[R-sig-Geo] SpatialGridDataFrame to data.frame
Ned Horning
horning at amnh.org
Thu Feb 12 10:09:54 CET 2009
Roger and Robert,
Thanks for the help. Once again I am close but I can't figure out how to
use the attribute data to control the sampling. I'd like to stratify the
sampling by attribute value. In the Shapefile I have an integer
attribute "covertype". There can be several polygons with the same
covertype ID. What I want to do is get 100 sample points from polygons
of covertype=1, 100 points from polygons of covertype=2... Is that
possible? I looked at readShapePoly, readORG, and the suite of tools in
spsample and but didn't see what I was looking for.
It looks like overlay() is a good way to assign the value of covertype
to coordinate pairs.
One solution to fix all of this is to have a separate Shapefile for each
covertype but I'd like to avoid that if possible.
Roger Bivand wrote:
> On Thu, 12 Feb 2009, Robert Hijmans wrote:
>> Hi Ned,
>> Good to hear that. For your other question, have a look at:
>> require(maptools)
>> ?readShapePoly
> Or more generally readOGR() in rgdal for another use of the underlying
> shapelib code.
>> require(sp)
>> ?sample.Polygons
> Most likely the spsample() method will be enough, without having to
> pick a specific method - but if necessary the Polygons objects can be
> dissolved using unionSpatialPolygons() in maptools.
> Roger
>> Robert
>> On Thu, Feb 12, 2009 at 2:30 PM, Ned Horning <horning at amnh.org> wrote:
>>> Robert,
>>> This worked - thanks. It's always uplifting to see an actual image
>>> after
>>> working on something for a while. Now I can start playing with
>>> parameters
>>> and playing with different approaches. I'm just (re)starting my R
>>> education
>>> and I'm pretty slow getting the hang of it but your examples help a
>>> lot.
>>> They also give me more avenues to discover other functionality and
>>> different
>>> ways of doing things. I hope I can keep working with R and GRASS
>>> until I
>>> know it this time. My goal is to get to the point where I can be
>>> productive
>>> with these packages and start training other folks.

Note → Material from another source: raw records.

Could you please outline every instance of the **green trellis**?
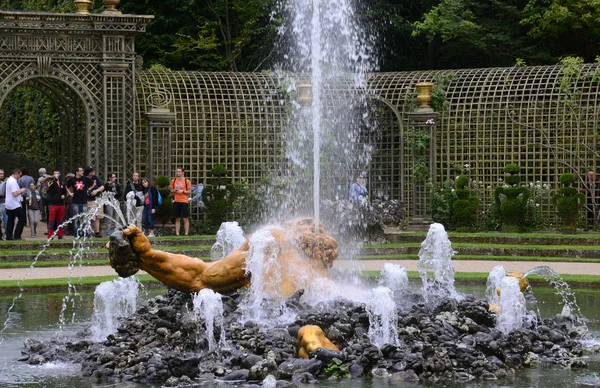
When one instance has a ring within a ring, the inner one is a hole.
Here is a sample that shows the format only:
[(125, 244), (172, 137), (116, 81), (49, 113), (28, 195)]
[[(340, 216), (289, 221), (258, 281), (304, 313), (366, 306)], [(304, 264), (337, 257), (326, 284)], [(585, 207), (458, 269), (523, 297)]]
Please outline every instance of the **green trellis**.
[[(558, 177), (597, 164), (598, 65), (583, 65), (573, 81), (578, 93), (567, 96), (559, 86), (561, 66), (488, 68), (428, 72), (377, 73), (369, 76), (371, 121), (379, 123), (369, 185), (372, 193), (404, 199), (412, 214), (412, 155), (404, 149), (404, 128), (414, 108), (414, 85), (436, 82), (453, 73), (446, 93), (447, 111), (437, 119), (436, 182), (456, 175), (467, 164), (482, 208), (489, 208), (493, 190), (508, 163), (523, 168), (523, 181), (546, 185), (541, 190), (543, 215), (553, 221), (550, 189)], [(287, 123), (289, 101), (270, 73), (206, 73), (139, 71), (137, 114), (144, 128), (157, 88), (171, 93), (167, 106), (175, 114), (170, 163), (183, 165), (192, 180), (206, 179), (211, 167), (223, 163), (234, 180), (257, 182), (277, 162)], [(327, 91), (350, 93), (348, 84)], [(136, 133), (136, 164), (147, 164), (147, 133)], [(375, 176), (376, 175), (376, 176)]]

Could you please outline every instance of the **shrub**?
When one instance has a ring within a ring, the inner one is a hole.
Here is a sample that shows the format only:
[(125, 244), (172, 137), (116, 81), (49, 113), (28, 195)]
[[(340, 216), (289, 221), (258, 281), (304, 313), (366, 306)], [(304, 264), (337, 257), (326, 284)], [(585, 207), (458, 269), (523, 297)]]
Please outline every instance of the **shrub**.
[[(156, 179), (154, 179), (154, 184), (156, 185), (156, 187), (159, 187), (159, 188), (168, 187), (169, 183), (170, 183), (169, 178), (164, 175), (159, 175), (156, 177)], [(160, 192), (160, 194), (164, 198), (162, 191)], [(167, 193), (167, 195), (168, 195), (168, 193)]]
[(433, 221), (444, 225), (447, 230), (454, 229), (452, 208), (456, 201), (455, 182), (448, 179), (442, 185), (433, 186), (431, 193), (430, 212)]
[(216, 164), (210, 170), (211, 178), (208, 179), (204, 190), (202, 190), (202, 201), (206, 206), (209, 220), (209, 229), (217, 231), (221, 224), (227, 221), (231, 210), (229, 202), (230, 180), (227, 178), (229, 172), (222, 164)]
[(452, 204), (452, 223), (457, 230), (472, 230), (477, 224), (479, 200), (473, 197), (469, 185), (469, 177), (461, 175), (456, 179), (456, 197)]
[(165, 226), (173, 216), (173, 199), (170, 196), (171, 189), (168, 187), (159, 187), (158, 191), (163, 198), (163, 203), (156, 209), (156, 220), (159, 221), (162, 226)]
[(579, 213), (585, 204), (585, 195), (571, 186), (577, 180), (574, 174), (565, 173), (559, 179), (565, 187), (558, 189), (558, 193), (552, 196), (552, 202), (565, 228), (568, 231), (575, 231)]
[(526, 187), (518, 186), (521, 182), (521, 177), (518, 175), (520, 171), (521, 168), (514, 163), (506, 165), (504, 181), (507, 186), (497, 187), (494, 191), (496, 216), (504, 230), (516, 228), (523, 232), (527, 229), (526, 207), (530, 192)]

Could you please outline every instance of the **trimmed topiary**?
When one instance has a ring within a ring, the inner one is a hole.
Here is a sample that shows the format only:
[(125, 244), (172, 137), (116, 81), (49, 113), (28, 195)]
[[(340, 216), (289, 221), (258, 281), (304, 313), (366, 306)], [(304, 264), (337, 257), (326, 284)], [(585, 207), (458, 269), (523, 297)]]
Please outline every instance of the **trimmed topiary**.
[(504, 166), (505, 174), (515, 175), (520, 172), (521, 172), (521, 167), (519, 167), (519, 165), (516, 163), (511, 163), (511, 164), (507, 164), (506, 166)]
[(565, 172), (558, 178), (558, 180), (560, 181), (560, 183), (566, 186), (572, 185), (573, 183), (577, 182), (577, 177), (575, 176), (575, 174)]
[(581, 209), (585, 205), (585, 195), (572, 186), (577, 181), (574, 174), (564, 173), (559, 180), (564, 187), (560, 187), (558, 193), (552, 196), (552, 203), (565, 231), (575, 232)]
[(456, 197), (452, 204), (452, 223), (456, 230), (470, 231), (477, 224), (479, 200), (471, 195), (469, 177), (461, 175), (456, 179)]
[(511, 187), (497, 187), (494, 191), (494, 202), (498, 209), (497, 217), (503, 230), (524, 231), (527, 201), (529, 190), (519, 187), (521, 167), (515, 163), (504, 167), (504, 181)]

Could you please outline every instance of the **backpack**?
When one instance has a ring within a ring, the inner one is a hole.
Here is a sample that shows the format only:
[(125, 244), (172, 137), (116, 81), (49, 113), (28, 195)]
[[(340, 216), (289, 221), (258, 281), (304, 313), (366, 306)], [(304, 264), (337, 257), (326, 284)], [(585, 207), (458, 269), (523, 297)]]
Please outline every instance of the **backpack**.
[[(169, 184), (169, 187), (174, 190), (175, 189), (175, 178), (171, 179), (171, 183)], [(190, 191), (192, 189), (192, 182), (185, 178), (185, 189), (187, 191)], [(170, 197), (174, 197), (174, 194), (171, 192), (171, 194), (169, 195)]]
[(144, 206), (144, 192), (143, 191), (137, 191), (135, 189), (135, 186), (133, 185), (133, 183), (129, 184), (131, 186), (131, 191), (133, 191), (133, 193), (135, 194), (135, 206)]

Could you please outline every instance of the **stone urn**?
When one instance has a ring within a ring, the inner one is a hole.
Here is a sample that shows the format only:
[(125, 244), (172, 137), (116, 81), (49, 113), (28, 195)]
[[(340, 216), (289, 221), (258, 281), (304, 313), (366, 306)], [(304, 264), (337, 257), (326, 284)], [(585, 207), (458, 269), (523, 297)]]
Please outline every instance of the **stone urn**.
[(433, 108), (429, 105), (431, 102), (431, 90), (433, 89), (433, 82), (417, 82), (415, 85), (417, 89), (417, 101), (419, 101), (418, 112), (433, 112)]
[(80, 15), (89, 15), (90, 9), (94, 5), (92, 0), (75, 0), (73, 3), (75, 4), (75, 12)]
[(103, 13), (118, 14), (118, 15), (121, 14), (121, 11), (119, 11), (117, 9), (117, 5), (119, 5), (121, 0), (102, 0), (102, 2), (104, 3), (104, 6), (106, 7), (106, 10)]

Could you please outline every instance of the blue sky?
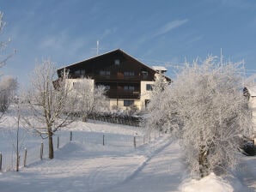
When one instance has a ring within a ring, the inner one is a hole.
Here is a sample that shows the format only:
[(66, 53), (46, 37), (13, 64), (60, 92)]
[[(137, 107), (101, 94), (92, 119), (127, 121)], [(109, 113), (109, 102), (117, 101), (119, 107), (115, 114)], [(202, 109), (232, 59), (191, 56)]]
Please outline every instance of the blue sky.
[(51, 58), (58, 67), (118, 48), (148, 65), (220, 56), (245, 60), (256, 73), (255, 0), (0, 0), (11, 39), (2, 54), (17, 50), (1, 69), (21, 84), (35, 61)]

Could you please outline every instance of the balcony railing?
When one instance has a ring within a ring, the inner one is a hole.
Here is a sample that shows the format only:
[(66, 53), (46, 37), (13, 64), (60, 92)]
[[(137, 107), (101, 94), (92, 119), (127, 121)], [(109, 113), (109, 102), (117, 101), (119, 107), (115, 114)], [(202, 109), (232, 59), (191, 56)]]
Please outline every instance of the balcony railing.
[(139, 99), (140, 92), (111, 89), (107, 92), (107, 96), (110, 99)]
[(84, 76), (81, 76), (79, 75), (76, 74), (70, 74), (70, 79), (77, 79), (77, 78), (82, 78), (82, 77), (91, 77), (94, 80), (115, 80), (115, 81), (152, 81), (149, 79), (149, 76), (148, 75), (93, 75), (93, 74), (88, 74), (84, 75)]

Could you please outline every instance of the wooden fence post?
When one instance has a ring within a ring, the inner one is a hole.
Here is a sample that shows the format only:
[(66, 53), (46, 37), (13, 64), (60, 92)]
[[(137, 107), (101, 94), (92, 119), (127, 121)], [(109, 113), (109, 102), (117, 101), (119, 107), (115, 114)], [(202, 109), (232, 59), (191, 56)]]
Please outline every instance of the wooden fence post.
[(58, 149), (59, 147), (59, 136), (57, 138), (57, 148)]
[(26, 162), (27, 162), (27, 148), (25, 148), (25, 154), (24, 154), (24, 167), (26, 166)]
[(0, 152), (0, 171), (2, 171), (2, 153)]
[(70, 131), (70, 141), (72, 141), (72, 138), (73, 137), (73, 133), (72, 133), (72, 131)]
[(43, 159), (43, 153), (44, 153), (44, 143), (41, 142), (41, 148), (40, 148), (40, 159)]

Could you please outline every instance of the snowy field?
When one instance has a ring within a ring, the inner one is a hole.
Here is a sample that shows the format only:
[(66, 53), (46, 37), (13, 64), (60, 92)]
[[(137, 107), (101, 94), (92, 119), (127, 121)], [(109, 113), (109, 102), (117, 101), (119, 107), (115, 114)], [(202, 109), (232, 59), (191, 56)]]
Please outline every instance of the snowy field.
[[(4, 157), (14, 153), (15, 123), (7, 116), (0, 124), (0, 151), (3, 161), (9, 161), (3, 162), (7, 171), (13, 169), (15, 163)], [(46, 158), (46, 149), (43, 160), (40, 159), (40, 137), (24, 131), (21, 136), (25, 138), (21, 149), (27, 148), (27, 166), (22, 165), (21, 150), (20, 171), (5, 171), (3, 166), (0, 173), (1, 192), (256, 191), (256, 157), (241, 155), (242, 161), (237, 171), (229, 171), (224, 178), (211, 174), (200, 181), (192, 180), (176, 141), (157, 133), (152, 133), (149, 141), (139, 128), (74, 123), (54, 136), (52, 160)]]

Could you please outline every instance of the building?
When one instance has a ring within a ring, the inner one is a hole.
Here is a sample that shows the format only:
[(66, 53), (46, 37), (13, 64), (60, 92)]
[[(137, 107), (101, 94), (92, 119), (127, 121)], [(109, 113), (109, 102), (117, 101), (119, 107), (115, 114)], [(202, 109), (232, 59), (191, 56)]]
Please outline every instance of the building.
[[(131, 105), (145, 108), (150, 99), (149, 93), (152, 90), (155, 75), (167, 70), (157, 66), (154, 69), (120, 49), (58, 69), (58, 77), (64, 69), (69, 71), (73, 87), (85, 77), (92, 79), (96, 86), (105, 86), (110, 106), (123, 109)], [(166, 78), (171, 81), (170, 78)]]
[[(243, 95), (249, 99), (249, 106), (252, 110), (252, 117), (254, 129), (254, 138), (256, 138), (256, 87), (246, 87)], [(256, 143), (255, 143), (256, 144)]]

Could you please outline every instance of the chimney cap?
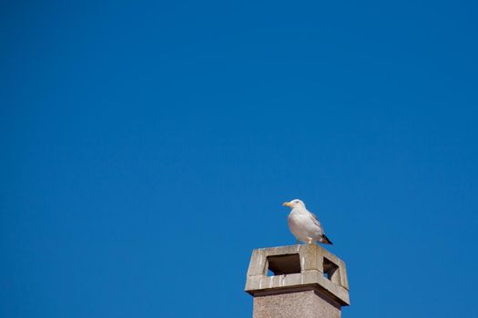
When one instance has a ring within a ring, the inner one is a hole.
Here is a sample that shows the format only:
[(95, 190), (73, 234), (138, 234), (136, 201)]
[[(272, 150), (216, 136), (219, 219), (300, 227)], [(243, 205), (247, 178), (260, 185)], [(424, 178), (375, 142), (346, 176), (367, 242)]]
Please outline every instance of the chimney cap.
[(340, 306), (350, 305), (345, 263), (315, 244), (252, 251), (247, 293), (260, 296), (304, 290), (315, 290)]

>>> The raster package looks very nice and I'll keep an eye on its
>>> development.
>>> One step that I am currently doing in GRASS is to read a Shapefile with
>>> training data (polygons with an integer attribute representing a
>>> land cover
>>> type) and then randomly create 100 points within each set of polygons
>>> representing a specific land cover type. I do this for each land
>>> cover type
>>> and then concatenate the results into a text file. This file has the
>>> coordinates that I use in xyValues to get the pixels values from the
>>> SPOT
>>> image. Is there a way to do this sampling using the raster package or
>>> another R package that you are familiar with? In GRASS I convert the
>>> Shapefile to a raster image before doing the random sampling and it
>>> would be
>>> nice if I could skip this step.
>>> All the best,
>>> Ned
>>> Robert Hijmans wrote:
>>>> I see, in my example, I had a single quantitative variable but you
>>>> probably have land cover classes or something like that. If the
>>>> classes are in fact numbers stored as text then use
>>>> pred <- as.numeric(pred)
>>>> but if you have words such as 'forest', 'crops', 'water' you could do
>>>> something like
>>>> ...
>>>> pred <- predict(randfor, rowvals)
>>>> pred[pred=='forest'] <- 1
>>>> pred[pred=='crops'] <- 2
>>>> pred[pred=='water'] <- 3
>>>> pred <- as.numeric(pred)
>>>> predrast <- setValues(predrast, pred, r)
>>>> ...
>>>> not pretty, you could also fit RF with classes that can be interpreted
>>>> as numbers..
>>>> Make sure you do not get:
>>>> Warning message:
>>>> NAs introduced by coercion
>>>> which would suggest that some character values could not be
>>>> transformed to numbers.
>>>> On Thu, Feb 12, 2009 at 1:56 AM, Ned Horning <horning at amnh.org> wrote:
>>>>> Robert,
>>>>> Using predrast <- setValues(predrast, as.vector(pred), r) I got
>>>>> another
>>>>> error: values must be numeric, integer or logical.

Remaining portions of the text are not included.